🤖 AI Summary
This work addresses the challenges of visualizing petabyte-scale time-varying scientific data—such as outputs from NASA climate models—including complex workflows, reliance on high-performance computing and specialized teams, substantial data transfer overhead, and low iteration efficiency. To overcome these limitations, the authors propose a lightweight framework enabling domain scientists to rapidly generate high-quality 3D animations directly from natural language queries on ordinary workstations. Key innovations include a Generalized Animation Descriptor (GAD), an efficient cloud-based data access mechanism, a streamlined rendering pipeline, and the first conversational scripting module integrating a large language model (LLM) to automatically map natural language inputs to animation parameters. Evaluated on climate–ocean datasets exceeding 1 PB, the system produces initial drafts within minutes, with end-to-end generation times ranging from one minute to two hours, substantially accelerating scientific visualization workflows.
📝 Abstract
Scientists face significant visualization challenges as time-varying datasets grow in speed and volume, often requiring specialized infrastructure and expertise to handle massive datasets.
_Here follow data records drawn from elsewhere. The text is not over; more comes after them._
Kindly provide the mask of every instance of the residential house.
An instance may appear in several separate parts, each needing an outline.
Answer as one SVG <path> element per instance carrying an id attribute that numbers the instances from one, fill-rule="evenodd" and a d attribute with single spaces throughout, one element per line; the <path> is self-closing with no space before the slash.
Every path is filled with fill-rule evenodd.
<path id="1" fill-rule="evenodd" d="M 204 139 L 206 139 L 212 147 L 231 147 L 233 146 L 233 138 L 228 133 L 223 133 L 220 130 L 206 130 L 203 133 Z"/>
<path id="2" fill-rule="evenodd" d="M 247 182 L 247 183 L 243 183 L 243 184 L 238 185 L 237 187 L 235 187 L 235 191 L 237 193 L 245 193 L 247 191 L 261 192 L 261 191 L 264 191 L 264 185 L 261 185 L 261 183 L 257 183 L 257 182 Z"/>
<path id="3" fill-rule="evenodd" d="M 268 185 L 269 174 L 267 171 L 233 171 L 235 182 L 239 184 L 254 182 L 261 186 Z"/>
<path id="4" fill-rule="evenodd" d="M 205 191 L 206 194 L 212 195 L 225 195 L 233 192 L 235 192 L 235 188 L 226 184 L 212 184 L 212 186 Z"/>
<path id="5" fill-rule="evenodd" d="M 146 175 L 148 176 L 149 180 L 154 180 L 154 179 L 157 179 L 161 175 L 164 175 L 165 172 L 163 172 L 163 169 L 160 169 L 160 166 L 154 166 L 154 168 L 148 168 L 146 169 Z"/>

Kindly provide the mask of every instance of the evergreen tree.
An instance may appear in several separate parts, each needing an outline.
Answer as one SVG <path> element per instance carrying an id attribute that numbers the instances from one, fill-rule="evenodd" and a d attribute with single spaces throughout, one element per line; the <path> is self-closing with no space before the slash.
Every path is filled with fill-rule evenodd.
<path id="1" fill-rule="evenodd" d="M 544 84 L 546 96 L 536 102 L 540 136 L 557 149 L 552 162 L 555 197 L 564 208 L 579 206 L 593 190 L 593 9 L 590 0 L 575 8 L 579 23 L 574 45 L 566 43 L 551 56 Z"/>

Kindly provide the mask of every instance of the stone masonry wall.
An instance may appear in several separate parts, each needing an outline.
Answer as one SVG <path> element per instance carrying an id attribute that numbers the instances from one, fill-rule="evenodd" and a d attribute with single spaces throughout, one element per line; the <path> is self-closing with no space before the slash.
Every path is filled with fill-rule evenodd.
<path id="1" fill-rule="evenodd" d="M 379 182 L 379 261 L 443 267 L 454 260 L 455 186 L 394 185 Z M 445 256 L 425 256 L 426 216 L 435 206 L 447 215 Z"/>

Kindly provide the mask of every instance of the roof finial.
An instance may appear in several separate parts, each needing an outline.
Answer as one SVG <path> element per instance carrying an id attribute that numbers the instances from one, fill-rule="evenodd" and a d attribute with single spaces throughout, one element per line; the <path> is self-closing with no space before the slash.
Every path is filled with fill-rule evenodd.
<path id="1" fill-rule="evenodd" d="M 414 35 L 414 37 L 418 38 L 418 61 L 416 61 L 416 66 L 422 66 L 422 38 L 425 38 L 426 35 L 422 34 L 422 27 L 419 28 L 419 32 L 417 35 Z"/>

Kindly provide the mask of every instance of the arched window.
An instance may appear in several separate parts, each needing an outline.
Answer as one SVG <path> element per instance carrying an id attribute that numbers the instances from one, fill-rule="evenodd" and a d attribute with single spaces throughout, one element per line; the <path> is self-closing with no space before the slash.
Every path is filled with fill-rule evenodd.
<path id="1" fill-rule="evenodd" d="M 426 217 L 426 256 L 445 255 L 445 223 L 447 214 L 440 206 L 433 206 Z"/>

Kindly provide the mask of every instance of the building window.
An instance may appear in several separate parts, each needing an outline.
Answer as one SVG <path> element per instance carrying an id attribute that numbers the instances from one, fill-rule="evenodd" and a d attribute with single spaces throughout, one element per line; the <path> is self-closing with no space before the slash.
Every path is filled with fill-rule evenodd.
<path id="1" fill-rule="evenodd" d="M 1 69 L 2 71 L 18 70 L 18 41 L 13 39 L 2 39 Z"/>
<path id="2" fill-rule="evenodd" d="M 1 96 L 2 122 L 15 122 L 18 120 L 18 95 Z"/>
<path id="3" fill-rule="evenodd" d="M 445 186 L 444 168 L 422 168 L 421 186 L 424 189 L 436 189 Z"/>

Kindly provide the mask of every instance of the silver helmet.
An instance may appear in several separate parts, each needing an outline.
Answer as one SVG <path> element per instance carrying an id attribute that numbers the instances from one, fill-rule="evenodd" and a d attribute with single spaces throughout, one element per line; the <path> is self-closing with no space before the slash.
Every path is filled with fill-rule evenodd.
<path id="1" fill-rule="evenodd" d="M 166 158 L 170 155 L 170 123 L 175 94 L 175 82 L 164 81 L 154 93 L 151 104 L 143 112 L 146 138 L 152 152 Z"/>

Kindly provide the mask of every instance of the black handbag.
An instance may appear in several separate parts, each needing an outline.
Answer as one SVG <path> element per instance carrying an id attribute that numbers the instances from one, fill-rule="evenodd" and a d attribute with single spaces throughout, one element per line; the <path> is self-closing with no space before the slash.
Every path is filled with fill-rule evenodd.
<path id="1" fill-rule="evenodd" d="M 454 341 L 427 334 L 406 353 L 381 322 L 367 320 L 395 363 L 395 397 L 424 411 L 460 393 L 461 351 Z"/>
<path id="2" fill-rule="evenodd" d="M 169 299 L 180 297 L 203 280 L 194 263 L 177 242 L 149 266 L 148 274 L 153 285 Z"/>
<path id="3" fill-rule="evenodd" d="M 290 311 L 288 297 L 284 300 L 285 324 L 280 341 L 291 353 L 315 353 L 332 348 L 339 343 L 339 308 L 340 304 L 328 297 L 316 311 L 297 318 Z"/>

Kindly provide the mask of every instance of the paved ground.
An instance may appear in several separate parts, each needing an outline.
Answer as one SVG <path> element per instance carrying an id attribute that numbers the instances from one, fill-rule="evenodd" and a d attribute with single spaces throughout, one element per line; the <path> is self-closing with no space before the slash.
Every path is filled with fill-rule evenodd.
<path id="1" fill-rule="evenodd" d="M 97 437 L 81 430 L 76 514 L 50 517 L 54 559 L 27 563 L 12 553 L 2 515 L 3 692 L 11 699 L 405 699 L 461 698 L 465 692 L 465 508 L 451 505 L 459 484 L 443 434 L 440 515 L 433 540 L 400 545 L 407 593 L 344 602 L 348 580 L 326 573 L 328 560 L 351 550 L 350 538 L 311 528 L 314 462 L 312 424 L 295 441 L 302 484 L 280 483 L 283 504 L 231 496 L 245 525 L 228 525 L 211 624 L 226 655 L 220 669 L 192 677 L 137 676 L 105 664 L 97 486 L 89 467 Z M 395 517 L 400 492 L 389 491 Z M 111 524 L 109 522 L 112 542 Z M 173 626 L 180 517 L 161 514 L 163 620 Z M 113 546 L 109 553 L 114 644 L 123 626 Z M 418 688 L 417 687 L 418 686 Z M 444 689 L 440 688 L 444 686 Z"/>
Petascale climate models generated in NASA laboratories require a dedicated group of graphics and media experts and access to high-performance computing resources. Scientists may need to share scientific results with the community iteratively and quickly. However, the time-consuming trial-and-error process incurs significant data transfer overhead and far exceeds the time and resources allocated for typical post-analysis visualization tasks, disrupting the production workflow. Our paper introduces a user-friendly framework for creating 3D animations of petascale, time-varying data on a commodity workstation. Our contributions: (i) Generalized Animation Descriptor (GAD) with a keyframe-based adaptable abstraction for animation, (ii) efficient data access from cloud-hosted repositories to reduce data management overhead, (iii) tailored rendering system, and (iv) an LLM-assisted conversational interface as a scripting module to allow domain scientists with no visualization expertise to create animations of their region of interest. We demonstrate the framework's effectiveness with two case studies: first, by generating animations in which sampling criteria are specified based on prior knowledge, and second, by generating AI-assisted animations in which sampling parameters are derived from natural-language user prompts. In all cases, we use large-scale NASA climate-oceanographic datasets that exceed 1PB in size yet achieve a fast turnaround time of 1 minute to 2 hours. Users can generate a rough draft of the animation within minutes, then seamlessly incorporate as much high-resolution data as needed for the final version.